Le Monde du 28/09/05 se fait l’écho d’une enquête d’opinion originale qu’a fait réaliser le maire de Vénissieux après le succès du non (qu’il avait défendu au dernier référendum) dans sa ville : 69,5%. J’en retiens cette phrase qui fait écho à ce que l’on entend de plus en plus souvent : « Les hommes et les femmes interrogés sont d'autant plus amers qu'ils jugent les "élites" politiques, catégorie où sont rejetés le PS et l'UMP, "incapables" de proposer des solutions. » alors même que ces électeurs jugent incapables de gouverner les mouvements (extrême-gauche ou extrême-droite) pour lesquels ils ont voté. Et cette autre phrase : « La situation sociale et politique, jugée catastrophique avant le référendum, paraît désormais bloquée entre "des élites politiques sourdes, un retour à la normale, ponctué de jeux de chaises musicales, tant au gouvernement qu'au PS" , analysent les auteurs de l'étude, et des "forces alternatives qui ne semblent ni assez puissantes ni assez crédibles pour redéfinir un cap". »
Ce n’est pas la première fois que j’entends développer cette idée selon laquelle nos élites seraient incapables de proposer des solutions à nos problèmes, idée que me surprend toujours un peu. Après tout, qu’ils soient de droite ou de gauche, nos gouvernants savent en général ce qu’il faudrait faire. C’est du moins le sentiment qu’ils donnent lorsqu’ils s’expriment en privé. Ils admettent, en gros, qu’il faut introduire plus de souplesse dans notre système, banaliser le statut de la fonction publique, favoriser les mobilités du secteur privé au secteur public, retarder l’âge de la retraite, réformer en profondeur nos systèmes scolaire et universitaire, simplifier le droit du travail et notre système fiscal et éliminer tous ces dispositifs qui favorisent les lobbies et autres groupes de pression (des cultivateurs aux transporteurs en passant par bien d’autres corporations et catégories). Ils ne sont pas forcément d’accord sur le détail, mais sur le fond, ils sont à peu près d’accord sur les pistes à suivre. S’ils n’affichent pas avec toute la fermeté que l’on aimerait ce programme (que l’on peut habiller des couleurs de droite comme des couleurs de gauche), c’est qu’ils ont le sentiment (peut-être justifié) que ce serait la meilleure manière de perdre toute chance d’emporter les élections.

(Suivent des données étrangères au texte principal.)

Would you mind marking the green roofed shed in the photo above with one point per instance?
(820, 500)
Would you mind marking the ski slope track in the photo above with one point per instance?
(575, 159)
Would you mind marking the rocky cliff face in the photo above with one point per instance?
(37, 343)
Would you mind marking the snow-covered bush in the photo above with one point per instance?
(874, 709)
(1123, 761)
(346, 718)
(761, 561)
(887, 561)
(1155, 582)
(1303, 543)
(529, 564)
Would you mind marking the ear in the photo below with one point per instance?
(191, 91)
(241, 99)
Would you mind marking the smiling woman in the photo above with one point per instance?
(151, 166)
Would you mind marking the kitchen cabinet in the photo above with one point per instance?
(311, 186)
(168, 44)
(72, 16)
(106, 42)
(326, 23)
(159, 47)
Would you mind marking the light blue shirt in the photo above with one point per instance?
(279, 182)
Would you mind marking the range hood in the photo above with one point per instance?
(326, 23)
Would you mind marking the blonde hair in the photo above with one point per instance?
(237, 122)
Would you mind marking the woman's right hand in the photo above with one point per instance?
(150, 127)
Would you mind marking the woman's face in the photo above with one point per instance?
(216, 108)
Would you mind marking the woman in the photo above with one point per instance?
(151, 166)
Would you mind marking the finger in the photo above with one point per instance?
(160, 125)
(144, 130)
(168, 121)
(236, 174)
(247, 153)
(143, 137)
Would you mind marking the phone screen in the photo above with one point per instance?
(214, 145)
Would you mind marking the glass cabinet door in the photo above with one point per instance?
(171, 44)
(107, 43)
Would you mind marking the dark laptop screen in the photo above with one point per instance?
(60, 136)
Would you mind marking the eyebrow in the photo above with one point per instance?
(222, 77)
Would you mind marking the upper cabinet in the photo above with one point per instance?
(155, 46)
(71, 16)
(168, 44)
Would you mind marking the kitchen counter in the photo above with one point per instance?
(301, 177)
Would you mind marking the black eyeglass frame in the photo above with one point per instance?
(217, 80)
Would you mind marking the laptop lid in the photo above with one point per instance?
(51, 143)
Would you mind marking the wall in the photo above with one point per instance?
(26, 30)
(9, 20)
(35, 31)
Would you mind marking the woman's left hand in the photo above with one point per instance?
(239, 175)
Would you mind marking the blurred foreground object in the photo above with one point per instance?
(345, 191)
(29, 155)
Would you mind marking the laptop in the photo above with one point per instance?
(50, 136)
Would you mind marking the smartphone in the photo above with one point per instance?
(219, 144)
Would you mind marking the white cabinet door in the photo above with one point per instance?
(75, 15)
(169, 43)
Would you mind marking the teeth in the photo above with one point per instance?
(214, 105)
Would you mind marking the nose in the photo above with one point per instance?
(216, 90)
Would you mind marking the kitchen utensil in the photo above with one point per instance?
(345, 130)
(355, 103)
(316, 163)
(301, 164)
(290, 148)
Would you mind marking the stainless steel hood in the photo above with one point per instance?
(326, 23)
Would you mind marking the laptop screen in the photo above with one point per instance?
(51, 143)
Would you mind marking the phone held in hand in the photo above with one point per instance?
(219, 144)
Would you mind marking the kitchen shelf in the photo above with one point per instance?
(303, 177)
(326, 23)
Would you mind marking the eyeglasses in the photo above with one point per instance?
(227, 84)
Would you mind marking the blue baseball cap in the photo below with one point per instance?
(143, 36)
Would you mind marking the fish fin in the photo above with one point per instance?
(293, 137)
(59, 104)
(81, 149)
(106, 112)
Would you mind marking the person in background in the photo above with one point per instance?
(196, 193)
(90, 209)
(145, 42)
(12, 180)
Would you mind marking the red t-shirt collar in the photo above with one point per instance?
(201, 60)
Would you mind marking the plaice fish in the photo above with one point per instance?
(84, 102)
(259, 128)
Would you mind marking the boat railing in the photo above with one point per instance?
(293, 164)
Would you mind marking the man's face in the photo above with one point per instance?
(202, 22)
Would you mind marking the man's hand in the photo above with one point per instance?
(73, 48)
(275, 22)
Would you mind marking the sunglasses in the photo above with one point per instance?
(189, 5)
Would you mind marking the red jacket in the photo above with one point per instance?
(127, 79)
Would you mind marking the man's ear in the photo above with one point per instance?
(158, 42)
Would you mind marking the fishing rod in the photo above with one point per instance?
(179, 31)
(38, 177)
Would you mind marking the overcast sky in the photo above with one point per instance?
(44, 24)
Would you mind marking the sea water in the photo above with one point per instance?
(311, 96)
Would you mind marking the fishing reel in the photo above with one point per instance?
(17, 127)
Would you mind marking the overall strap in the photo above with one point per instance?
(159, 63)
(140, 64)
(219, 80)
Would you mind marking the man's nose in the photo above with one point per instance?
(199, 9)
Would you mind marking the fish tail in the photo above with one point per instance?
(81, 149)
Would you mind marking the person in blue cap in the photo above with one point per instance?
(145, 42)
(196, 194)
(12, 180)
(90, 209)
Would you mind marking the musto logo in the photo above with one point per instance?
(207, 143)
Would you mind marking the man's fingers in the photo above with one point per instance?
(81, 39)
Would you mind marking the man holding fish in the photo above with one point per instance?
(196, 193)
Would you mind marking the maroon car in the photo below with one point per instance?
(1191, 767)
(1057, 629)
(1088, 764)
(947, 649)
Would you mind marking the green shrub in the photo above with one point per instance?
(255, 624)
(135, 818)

Je ne dirai donc pas que nos élites sont sourdes, mais plutôt qu’elles sont tétanisées, qu’elles n’osent mener aucune réforme de peur de devoir reculer sous la pression de la rue. C’est cette peur de l’opinion qui guide depuis plusieurs années la politique de Chirac, qui retarde les réformes que tout le monde juge indispensables et conduit à ces programmes mi figue-mi-raisin qui ne satisfont personne et à cette politique qui ne se préoccupe plus que de communication (comme nous en a encore donné un exemple Nicolas Sarkozy : que la police arrête des islamistes qui préparent des attentats est une excellente chose, mais pourquoi le faire devant des caméras ? A quoi cela sert-il, sinon à faire parler du ministre alors que Dominique de Villepin a le vent en poupe ?). Un livre à la mode (l’auteur a les moyens de faire sa publicité sur les murs du métro) parle de la société de la peur.Ce sont nos dirigeants qui ont aujourd’hui trop souvent peur des électeurs.